HL —  Russell Edson est inconnu dans le monde francophone. Aux Etats-Unis il jouissait de l’estime de quelques auteur.e.s important.e.s mais il semble n’avoir jamais eu vraiment de succès. Parlerais-tu à son sujet d’écrivain mineur ?

Je ne sais pas ce qu’est un écrivain mineur. Cet adjectif me fait penser à Gainsbourg, qui l’avait utilisé pour faire la leçon à Guy Béart, lors d’une émission Apostrophes dans les années 80. Il avait dit en substance « un art majeur demande une initiation, pas un art mineur, comme ce que nous faisons nous, des conneries de petites chansonnettes » avant de traiter Béart, qui n’était pas d’accord avec lui, de connard. C’était une provocation facile de sa période Gainsbarre. Cette question du mineur et du majeur, ça m’évoque aussi le livre de Pascale Casanova, La République mondiale des Lettres, où elle s’interroge sur les grands écrivains mondiaux, comment est-ce qu’ils sont fabriqués ? par qui ? à quoi et à qui ils servent ? Et toutes ces questions sont évidemment aussi liées à celles des traductions.
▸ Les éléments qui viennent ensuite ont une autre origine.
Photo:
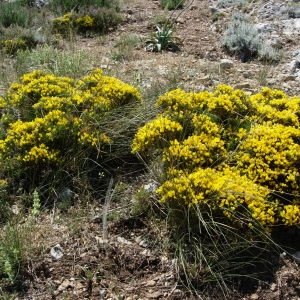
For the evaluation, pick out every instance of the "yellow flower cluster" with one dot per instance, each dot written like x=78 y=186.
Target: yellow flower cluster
x=68 y=21
x=155 y=133
x=229 y=151
x=13 y=45
x=85 y=21
x=270 y=156
x=44 y=116
x=274 y=106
D’ailleurs Casanova a aussi écrit un livre sur ce sujet, La Langue mondiale, qui traite des liens entre traduction et domination. Je ne l’ai pas lu, mais je suis très admirative en général du travail de cette femme, que ce soit ses livres ou ses émissions de radio (dont les archives sur France culture ne sont toujours pas en ligne, ce qui est très bizarre, soit dit en passant…). Donc pour revenir sur le mineur et le majeur, je dirais plutôt que Russel Edson est un écrivain pour écrivains, de la même manière que l’on colle l’étiquette d’artiste pour artistes à des gens comme Richard Artschwager. Néanmoins je ne pense pas qu’il ait été un écrivain mineur à son époque. Il se situait entre la poésie et les arts plastiques, il dessinait beaucoup, il avait suivi une école d’art, la Art Students League de New York, et participé aux sessions du Black Mountain College. À une époque on l’a même surnommé The Godfather of prose poetry. J’ai essayé de chercher son nom dans les index des livres sur le BMC, mais à ce jour je n’ai rien trouvé.
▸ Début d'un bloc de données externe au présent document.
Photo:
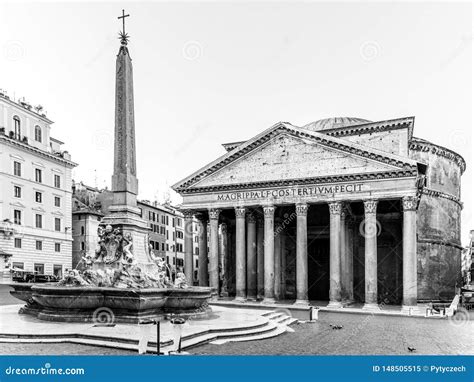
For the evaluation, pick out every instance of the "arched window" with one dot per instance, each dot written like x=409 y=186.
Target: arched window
x=17 y=127
x=37 y=134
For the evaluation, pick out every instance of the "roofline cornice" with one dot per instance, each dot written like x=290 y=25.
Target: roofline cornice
x=25 y=147
x=32 y=113
x=370 y=127
x=321 y=138
x=418 y=144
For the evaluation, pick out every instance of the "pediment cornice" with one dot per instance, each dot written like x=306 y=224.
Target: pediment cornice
x=401 y=164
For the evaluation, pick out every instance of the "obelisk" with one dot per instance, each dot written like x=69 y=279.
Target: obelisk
x=123 y=212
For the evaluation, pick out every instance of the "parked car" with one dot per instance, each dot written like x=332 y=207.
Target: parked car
x=21 y=276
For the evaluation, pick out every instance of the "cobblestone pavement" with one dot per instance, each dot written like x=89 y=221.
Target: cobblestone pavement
x=360 y=334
Parfois j’imagine qu’il a croisé Lucia Berlin dans une fête à New York au milieu des années 60. Elle était très proche de certains poètes du BMC, comme Robert Creeley et surtout Edward Dorn. On aimerait bien que les écrivains qu’on aime et qui ont vécu à la même époque se soient rencontrés, non ? En tout cas moi si. J’ai même écrit un petit texte où j’inventais une rencontre entre Flannery O’Connor et Allen Ginsberg, ce qui est vraiment très très improbable.  Alors que Lucia Berlin et Russel Edson, pourquoi pas ? Et sinon je suis sûre aussi que Pascale Casanova aurait eu des choses très pertinentes à dire sur ses fables.